自然災害発生について1960年代と1983ー1992年の10年間を比較すると件数、経済的損害で3.9倍、保険の損害で9.8倍という統計があり、温暖化と損害保険との関係は深いものがあるとみられている。

2) 環境汚染リスク

 米国土壌汚染浄化法(スーパーファンド法)に関する訴訟は長時間かつ一件あたりの支払い額が高額になる。 A.M. BEST社の推定によると本法による全米の保険会社の総支払額は300億ドルと見積もられている。当然、再保険により日本の保険会社の分担も生じるわけで決して見過ごすことはできない。

3) 紙資源等、資源・エネルギーの消費

 安田火災として紙、電力の使用量は決して低いものではない。(95年度5400トン、1億3500万キロワット)環境問題は公害問題ではなく地球環境問題、都市・生活型の環境問題に変わってきており、その意味では損保、金融機関であっても環境負荷をあたえている企業であることには変わりがない。その責任を自覚するところから安田火災の環境保全の取り組みが始まった。

2.環境保全のための具体的取り組み

 まず、各業務部門の課長クラスからなるプロジェクトチームをつくり、省資源、社会貢献、商品サービスなどについて議論をし、社内的なコンセンサスを醸成するよう努力した。

1) 事業者としての対応

・省資源、省エネルギー活動の推進

  環境マネジメントシステムを情報システム本部へ導入、紙、電気、ガスの使用量 の削減を数値目標を定めて実施。一応の成果をみたので全国へ展開。

・地域の環境保全の推進、職員の環境保全活動の推奨

 「安田火災ちきゅうくらぶ」を設立。従業員の自発的ボランティア活動を情報支援。

2) 金融、保険業としての対応

・市民向け

  NGOとタイアップして市民向け環境公開講座を月2回開催。(すでに78回継続)体系的に環境問題を学べるプログラムとなっている。96年度の講義内容をまとめて出版の予定。

・企業向け

 社内に「企業と環境問題研究会」を設立し、社内、社外向けに情報発信。他にも中小企業向に環境情報誌の発行、ISO14000にかんするコンサルタント業務、認証取得のための勉強会開催などのサービスを実施している。

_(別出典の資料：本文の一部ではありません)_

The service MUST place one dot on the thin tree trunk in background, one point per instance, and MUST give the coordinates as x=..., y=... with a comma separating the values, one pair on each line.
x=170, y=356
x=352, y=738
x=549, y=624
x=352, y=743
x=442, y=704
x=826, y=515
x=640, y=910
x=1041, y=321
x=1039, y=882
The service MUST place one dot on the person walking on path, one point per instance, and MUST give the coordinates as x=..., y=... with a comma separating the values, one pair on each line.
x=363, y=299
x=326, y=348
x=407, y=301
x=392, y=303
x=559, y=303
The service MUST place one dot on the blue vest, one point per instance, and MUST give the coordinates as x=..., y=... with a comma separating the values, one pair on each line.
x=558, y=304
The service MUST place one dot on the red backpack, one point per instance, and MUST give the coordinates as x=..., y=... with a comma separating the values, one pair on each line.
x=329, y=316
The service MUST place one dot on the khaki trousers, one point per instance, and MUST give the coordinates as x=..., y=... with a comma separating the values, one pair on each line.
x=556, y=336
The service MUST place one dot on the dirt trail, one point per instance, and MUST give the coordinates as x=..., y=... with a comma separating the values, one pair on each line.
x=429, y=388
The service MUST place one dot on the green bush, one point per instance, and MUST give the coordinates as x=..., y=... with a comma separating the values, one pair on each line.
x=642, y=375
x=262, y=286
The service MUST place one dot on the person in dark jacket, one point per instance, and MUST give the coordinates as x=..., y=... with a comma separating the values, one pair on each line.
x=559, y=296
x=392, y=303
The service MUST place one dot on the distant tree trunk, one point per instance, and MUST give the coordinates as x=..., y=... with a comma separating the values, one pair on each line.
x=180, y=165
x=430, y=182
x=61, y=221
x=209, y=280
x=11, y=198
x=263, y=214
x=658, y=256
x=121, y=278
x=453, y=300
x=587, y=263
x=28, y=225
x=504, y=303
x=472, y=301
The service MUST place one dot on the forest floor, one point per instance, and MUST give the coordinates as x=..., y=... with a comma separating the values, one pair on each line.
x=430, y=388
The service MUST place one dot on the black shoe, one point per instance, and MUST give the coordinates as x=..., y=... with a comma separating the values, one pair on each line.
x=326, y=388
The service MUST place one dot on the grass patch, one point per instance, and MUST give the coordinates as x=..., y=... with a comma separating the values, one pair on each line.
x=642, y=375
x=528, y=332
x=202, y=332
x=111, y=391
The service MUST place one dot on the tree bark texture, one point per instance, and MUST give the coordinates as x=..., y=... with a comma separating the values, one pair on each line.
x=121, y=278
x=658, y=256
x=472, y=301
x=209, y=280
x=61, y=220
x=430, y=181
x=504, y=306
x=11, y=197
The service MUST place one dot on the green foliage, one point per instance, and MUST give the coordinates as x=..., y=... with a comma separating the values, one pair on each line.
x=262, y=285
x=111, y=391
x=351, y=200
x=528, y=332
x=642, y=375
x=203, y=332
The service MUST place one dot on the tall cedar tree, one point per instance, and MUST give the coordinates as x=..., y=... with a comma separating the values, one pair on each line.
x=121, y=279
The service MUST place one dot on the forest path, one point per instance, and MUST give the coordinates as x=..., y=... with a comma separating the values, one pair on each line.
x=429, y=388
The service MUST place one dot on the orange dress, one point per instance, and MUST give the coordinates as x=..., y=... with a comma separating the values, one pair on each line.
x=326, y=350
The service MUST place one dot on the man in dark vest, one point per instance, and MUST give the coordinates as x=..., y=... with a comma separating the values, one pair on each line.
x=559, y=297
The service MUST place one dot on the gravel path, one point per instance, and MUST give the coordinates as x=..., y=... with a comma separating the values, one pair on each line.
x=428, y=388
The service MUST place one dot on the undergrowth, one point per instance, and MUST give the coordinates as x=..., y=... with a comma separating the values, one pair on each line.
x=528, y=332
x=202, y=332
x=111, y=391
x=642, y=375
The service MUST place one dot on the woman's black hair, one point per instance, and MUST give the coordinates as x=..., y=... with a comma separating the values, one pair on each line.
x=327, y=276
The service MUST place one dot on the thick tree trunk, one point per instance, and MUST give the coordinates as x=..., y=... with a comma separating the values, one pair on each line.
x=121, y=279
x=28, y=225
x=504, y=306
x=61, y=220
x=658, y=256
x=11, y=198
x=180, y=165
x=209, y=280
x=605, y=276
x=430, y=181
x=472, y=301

  以上、環境問題の取り組みにあたって注意したことは決して地球環境室だけの活動にはしない、なんとか社内の他の部門を巻き込もうということであった。それは社員が参加し、活動することが環境教育になるということ、環境問題への理解度を高めファンをつくることによって地球環境室の仕事が理解され、環境問題取り組みへの積極推進ははかられると期待してのことであった。92年に地球環境室が設置され4年半が経過したが、後藤会長のトップダウンの形で始まった環境問題取り組みを、ボトムアップとどううまくミックスさせていくかということに心を砕いてきた4年半であったと考える。(表 社員参加のプロセス参照)

  (本稿は3月6日の第28回地球環境問題懇談会で行われた安田火災海上保険株式会社 地球環境室 福井光彦課長の講演を事務局でまとめたものです。)